Defiant U.S. Senator Rand Paul stymies effort to pass $40 billion Ukraine aid bill
12:00 JST, May 13, 2022
WASHINGTON (Reuters) – The top Democrat and Republican in the U.S. Senate joined forces in a rare moment of unity on Thursday in an attempt to pass $40 billion in aid for Ukraine, only to be stymied by a single Republican lawmaker: Senator Rand Paul.
Faced with the prospect of an extended delay for the package that passed the House of Representatives on Tuesday, Senate Majority Leader Chuck Schumer and his Republican counterpart, Mitch McConnell, sought to move forward on the aid package only to be blocked by Paul, a longtime fiscal hawk who objects to the amount of spending proposed.
The stalemate delayed passage of the measure into next week.
The Senate has scheduled an initial procedural vote on the bill for late Monday afternoon. It was unclear whether that vote would then speed passage of the Ukraine aid. Alternatively, passage could come around the middle of next week if any senator wants to force a series of legislative steps before a final vote.
As the Ukraine aid bill became caught in the Senate’s procedural gears, Schumer pleaded for fast action: “The package is ready to go, the vast majority of senators on both sides of the aisle want it.”
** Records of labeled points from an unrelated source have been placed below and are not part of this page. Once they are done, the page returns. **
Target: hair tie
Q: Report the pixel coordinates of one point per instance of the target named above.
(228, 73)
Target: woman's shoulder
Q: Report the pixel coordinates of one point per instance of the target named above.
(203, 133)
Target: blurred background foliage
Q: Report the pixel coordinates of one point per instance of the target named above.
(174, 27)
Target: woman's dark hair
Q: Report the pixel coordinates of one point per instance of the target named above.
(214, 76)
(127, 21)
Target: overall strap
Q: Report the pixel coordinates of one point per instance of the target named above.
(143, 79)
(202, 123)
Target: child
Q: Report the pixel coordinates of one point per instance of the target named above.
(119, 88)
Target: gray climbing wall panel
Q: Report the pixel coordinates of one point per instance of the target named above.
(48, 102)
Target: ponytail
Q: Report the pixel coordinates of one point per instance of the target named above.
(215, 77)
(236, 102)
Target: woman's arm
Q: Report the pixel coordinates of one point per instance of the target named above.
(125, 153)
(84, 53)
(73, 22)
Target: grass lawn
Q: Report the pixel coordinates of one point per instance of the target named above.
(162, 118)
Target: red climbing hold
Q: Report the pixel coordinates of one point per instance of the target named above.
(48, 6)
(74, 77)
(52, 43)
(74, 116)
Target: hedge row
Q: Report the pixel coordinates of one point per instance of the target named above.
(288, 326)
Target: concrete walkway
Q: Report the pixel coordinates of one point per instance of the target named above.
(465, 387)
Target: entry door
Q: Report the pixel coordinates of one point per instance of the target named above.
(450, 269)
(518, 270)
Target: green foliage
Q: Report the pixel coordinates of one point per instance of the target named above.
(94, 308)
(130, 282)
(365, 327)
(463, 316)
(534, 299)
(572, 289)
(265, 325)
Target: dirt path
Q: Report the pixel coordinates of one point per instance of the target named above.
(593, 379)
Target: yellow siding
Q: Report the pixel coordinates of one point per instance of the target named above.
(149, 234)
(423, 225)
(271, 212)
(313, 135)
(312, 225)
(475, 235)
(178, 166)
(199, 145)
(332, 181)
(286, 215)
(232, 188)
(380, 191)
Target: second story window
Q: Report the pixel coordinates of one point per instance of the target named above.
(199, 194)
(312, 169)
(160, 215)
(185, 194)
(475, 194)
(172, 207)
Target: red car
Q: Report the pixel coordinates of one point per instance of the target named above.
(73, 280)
“If Senator Paul persists in his reckless demands … all he will accomplish is to single-handedly delay desperately-needed Ukraine aid.”
But Paul was not moved.
The delay into next week could cause problems for Western nations trying to bolster Ukraine in its fight against Russia. The Biden administration has said that by May 19 it expects to run out available funds to draw on under an authority that allows the president to authorize the transfer of weapons without congressional approval in response to an emergency.
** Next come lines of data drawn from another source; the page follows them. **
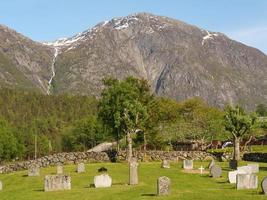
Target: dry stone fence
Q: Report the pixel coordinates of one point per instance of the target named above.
(109, 156)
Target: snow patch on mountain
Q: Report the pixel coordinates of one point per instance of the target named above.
(124, 22)
(53, 71)
(209, 36)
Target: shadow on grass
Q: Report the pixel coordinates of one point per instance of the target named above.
(149, 195)
(263, 169)
(113, 184)
(227, 169)
(39, 190)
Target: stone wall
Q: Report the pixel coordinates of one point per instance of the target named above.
(110, 156)
(255, 157)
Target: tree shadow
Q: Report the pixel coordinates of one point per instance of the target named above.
(263, 168)
(39, 190)
(149, 195)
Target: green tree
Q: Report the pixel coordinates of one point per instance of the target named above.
(261, 110)
(85, 134)
(123, 107)
(238, 123)
(9, 147)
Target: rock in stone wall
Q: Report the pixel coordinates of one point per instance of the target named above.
(76, 157)
(255, 157)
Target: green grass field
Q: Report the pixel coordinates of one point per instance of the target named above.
(184, 186)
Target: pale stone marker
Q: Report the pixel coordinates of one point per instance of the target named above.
(163, 185)
(212, 163)
(133, 172)
(201, 169)
(81, 168)
(254, 167)
(246, 181)
(246, 169)
(232, 175)
(165, 164)
(59, 169)
(233, 164)
(102, 181)
(188, 164)
(57, 182)
(33, 170)
(216, 171)
(264, 185)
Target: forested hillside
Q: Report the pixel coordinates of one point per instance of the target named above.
(77, 123)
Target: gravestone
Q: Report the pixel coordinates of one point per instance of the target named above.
(57, 182)
(80, 168)
(232, 175)
(246, 181)
(233, 164)
(102, 181)
(188, 164)
(165, 164)
(163, 186)
(264, 185)
(212, 163)
(33, 170)
(216, 171)
(59, 169)
(246, 169)
(254, 167)
(133, 172)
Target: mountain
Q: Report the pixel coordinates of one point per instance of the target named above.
(179, 61)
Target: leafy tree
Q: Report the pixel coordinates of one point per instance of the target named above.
(85, 134)
(261, 110)
(123, 107)
(9, 147)
(238, 123)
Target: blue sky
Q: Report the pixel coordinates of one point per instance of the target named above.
(47, 20)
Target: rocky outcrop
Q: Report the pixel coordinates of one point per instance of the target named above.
(179, 61)
(255, 157)
(110, 156)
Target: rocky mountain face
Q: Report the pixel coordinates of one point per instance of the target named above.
(23, 62)
(179, 61)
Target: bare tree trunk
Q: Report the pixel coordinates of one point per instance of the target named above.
(237, 148)
(130, 147)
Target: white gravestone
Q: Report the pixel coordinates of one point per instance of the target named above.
(163, 185)
(246, 181)
(232, 175)
(81, 168)
(59, 169)
(33, 170)
(188, 164)
(165, 164)
(254, 167)
(57, 182)
(247, 169)
(102, 181)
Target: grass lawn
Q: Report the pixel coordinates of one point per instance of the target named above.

Paul is demanding that the legislation be altered to require an inspector general to oversee spending on Ukraine. Without his agreement, the Senate must follow a lengthy process stipulated by the chamber’s arcane rules.
In an usual display of legislative theater, Schumer was joined by his political rival, McConnell, who also addressed the urgency of the situation.
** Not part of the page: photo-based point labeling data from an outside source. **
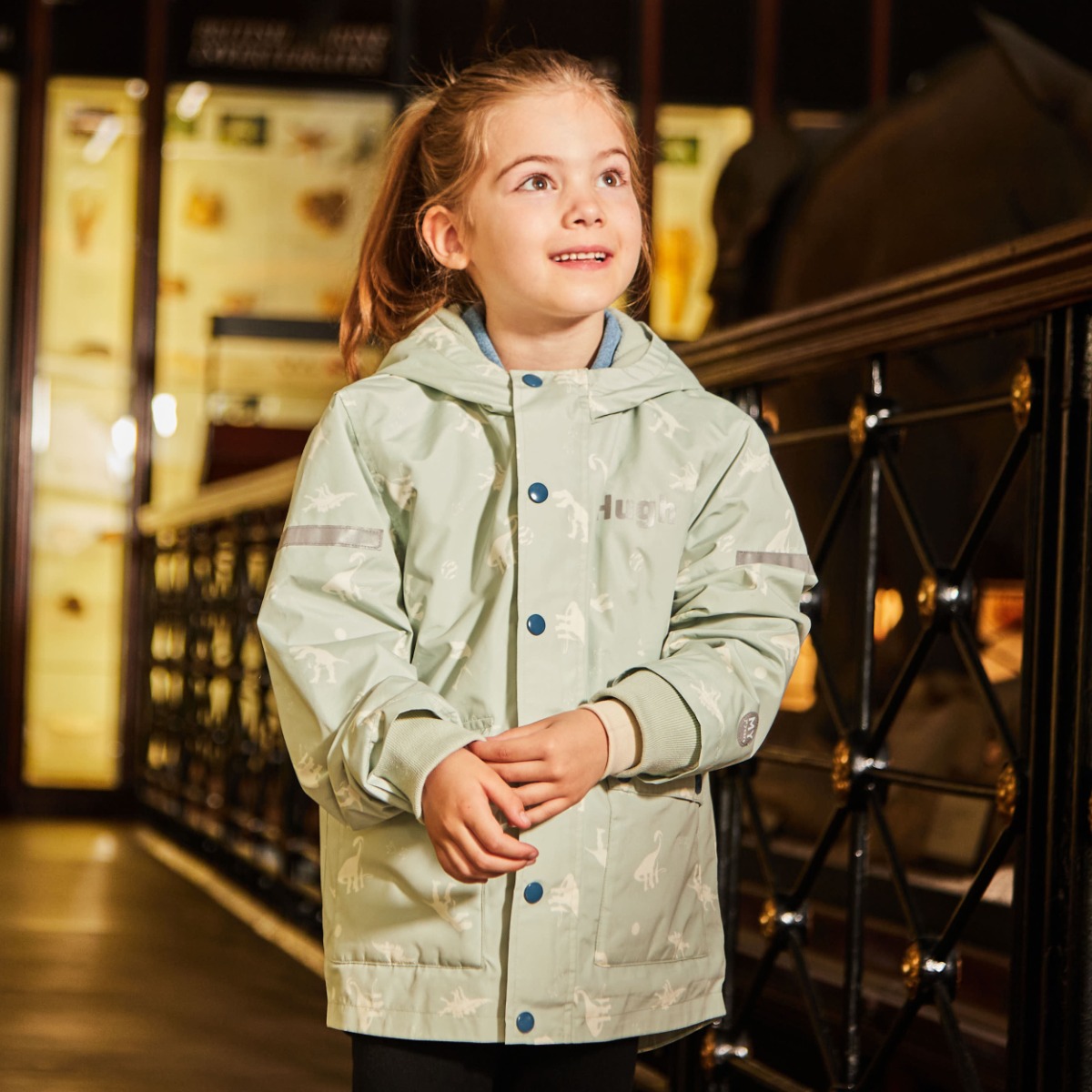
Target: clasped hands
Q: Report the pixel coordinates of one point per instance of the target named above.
(529, 774)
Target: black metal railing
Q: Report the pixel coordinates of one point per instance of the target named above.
(904, 868)
(981, 992)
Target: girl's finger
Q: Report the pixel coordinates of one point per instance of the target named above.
(502, 794)
(513, 746)
(517, 774)
(454, 864)
(535, 793)
(547, 811)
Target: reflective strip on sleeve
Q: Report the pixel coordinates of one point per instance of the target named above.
(801, 561)
(355, 538)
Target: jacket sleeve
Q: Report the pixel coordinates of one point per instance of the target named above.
(736, 625)
(361, 731)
“Ukraine is not asking us to fight this war. They’re only asking for the resources they need to defend themselves against this deranged invasion. And they need this help right now,” said McConnell, who is Paul’s fellow senator from Kentucky.
The House passed the Ukraine spending bill by 368 to 57, with only Republicans voting against it.
President Joe Biden had asked Congress to approve an additional $33 billion in aid for Ukraine. But lawmakers decided to increase the military and humanitarian funding.
On Thursday, Schumer and McConnell offered Paul an amendment vote on his proposal that would have required support from 60 of the 100 senators to pass.
But Paul refused the offer and demanded the Senate adopt his amendment before voting on the aid package.
“This is the second spending bill for Ukraine in two months. And this bill is three times larger than the first,” Paul said before formally blocking the aid package. “Congress just wants to keep on spending, and spending.”